In 2016, the Botswana Court of Appeal, in the Lesbians, Gays and Bisexuals of Botswana (LEGABIBO) registration case, proclaimed that “members of the gay, lesbian and transgender community, although no doubt a small minority, and unacceptable to some on religious or other grounds, form part of the rich diversity of any nation and are fully entitled in Botswana, as in any other progressive state, to the constitutional protection of their dignity.” This remark would go on to set the tone for queer rights in Botswana and the region. 

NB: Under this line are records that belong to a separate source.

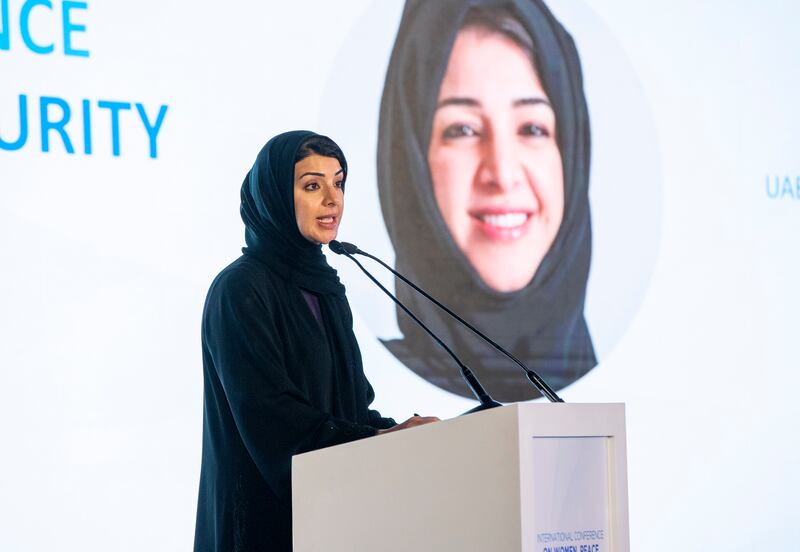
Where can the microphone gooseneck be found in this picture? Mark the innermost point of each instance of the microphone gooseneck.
(532, 376)
(347, 249)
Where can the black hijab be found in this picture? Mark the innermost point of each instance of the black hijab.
(272, 236)
(267, 209)
(542, 324)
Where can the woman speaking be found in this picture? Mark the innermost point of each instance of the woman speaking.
(282, 368)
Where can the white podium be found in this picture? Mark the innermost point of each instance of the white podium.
(526, 477)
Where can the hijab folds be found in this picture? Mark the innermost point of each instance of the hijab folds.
(543, 323)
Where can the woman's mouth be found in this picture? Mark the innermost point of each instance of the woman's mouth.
(506, 225)
(328, 222)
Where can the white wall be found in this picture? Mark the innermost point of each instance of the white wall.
(106, 259)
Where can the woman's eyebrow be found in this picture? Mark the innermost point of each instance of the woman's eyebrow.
(469, 102)
(531, 101)
(472, 102)
(340, 171)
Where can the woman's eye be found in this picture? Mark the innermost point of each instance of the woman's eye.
(459, 131)
(532, 129)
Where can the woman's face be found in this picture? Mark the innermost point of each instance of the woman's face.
(318, 197)
(494, 161)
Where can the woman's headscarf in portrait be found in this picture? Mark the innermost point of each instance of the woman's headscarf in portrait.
(542, 324)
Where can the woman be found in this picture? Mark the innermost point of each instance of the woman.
(282, 369)
(483, 164)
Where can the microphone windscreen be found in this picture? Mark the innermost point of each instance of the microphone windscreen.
(336, 247)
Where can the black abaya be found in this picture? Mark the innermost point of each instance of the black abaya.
(278, 381)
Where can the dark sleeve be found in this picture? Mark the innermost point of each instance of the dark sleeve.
(273, 417)
(375, 419)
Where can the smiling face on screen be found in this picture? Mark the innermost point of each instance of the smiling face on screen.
(494, 161)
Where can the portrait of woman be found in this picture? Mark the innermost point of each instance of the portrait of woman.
(483, 174)
(282, 368)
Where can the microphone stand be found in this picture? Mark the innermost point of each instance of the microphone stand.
(541, 385)
(486, 401)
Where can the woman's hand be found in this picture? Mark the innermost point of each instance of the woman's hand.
(414, 421)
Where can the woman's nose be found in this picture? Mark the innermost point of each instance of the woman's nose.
(331, 197)
(500, 165)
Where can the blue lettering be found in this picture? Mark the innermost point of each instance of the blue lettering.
(23, 127)
(787, 188)
(114, 108)
(152, 130)
(70, 27)
(87, 128)
(24, 25)
(5, 35)
(47, 125)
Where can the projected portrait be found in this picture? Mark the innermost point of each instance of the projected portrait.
(483, 171)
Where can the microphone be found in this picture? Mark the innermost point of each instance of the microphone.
(475, 386)
(349, 249)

The presidential promise of advancing together

Commencing the 2018 16 days of activism against violence on women and children campaign, President Mokgweetsi Masisi acknowledged LGBTIQ+ people as vulnerable a group who continue to face stigma and discrimination in Botswana. He went on to say that they need equal protection under the law. This an authentic statement because they do form part of the rich diverse nation of Botswana. In response, the members of the LGBTQI+ community through an open letter thanked him for his words and encouraged him to live up to his call for protection. In 2019 during his election campaign, the president of Botswana promised Batswana a fair and equal constitutional review process that reflects the voices and concerns of all Batswana — regardless of their social, economic and gender status. This coming at a time when his government was fighting for the recriminalization of LGBTIQ+. This appeal by the State was a push for the continuous exclusion of LGBTIQ+ and denying them their fundamental rights to freedom of expression, liberty, privacy, dignity and protection under law. In its sense, being LGBTIQ+ is a political statement and to fully enjoy the privileges that come with the bill of rights as stipulated in the constitution one needs the backing and pledge of allegiance from the government. 

A constitutional review – a space for all?

In January 2022, President Masisi had promised that the constitutional review process would be inclusive of LGBTIQ+ people. This had given hope and a form of relevance and belonging to the LGBTIQ+ community that finally we were being seen by the highest office in the land.  This presidential promise had encouraged LGBTIQ+ people to practice their fundamental civic duty and contributing to a better and inclusive nation. The constitutional review process commenced at the anticipation of Batswana, but more anticipated was the LGBTIQ+ community. Would this process be inclusive, and progressive and reflect the diversity of Batswana as promised by the president bearing in mind his consistency and failure to live up to his words or were the LGBTIQ+ community once again a pawn in the political game? A December 2022 Afrobarometer report showed that an increasing number Batswana are losing trust in the president’s office. This is followed by the recent controversial reports around the president interfering with the judicial system in the just concluded Bamalete land case. One tends to wonder the legitimacy and question the transparency of the mandate of the Office of the President in ensuring that all Batswana are included and have a fair access to social, economic and legislative practices. In our fight for the realization and promotion of human rights for all, to become true leaders and masters of diversity and inclusion, we must be deliberate and intentional about practicing inclusion from all dimensions.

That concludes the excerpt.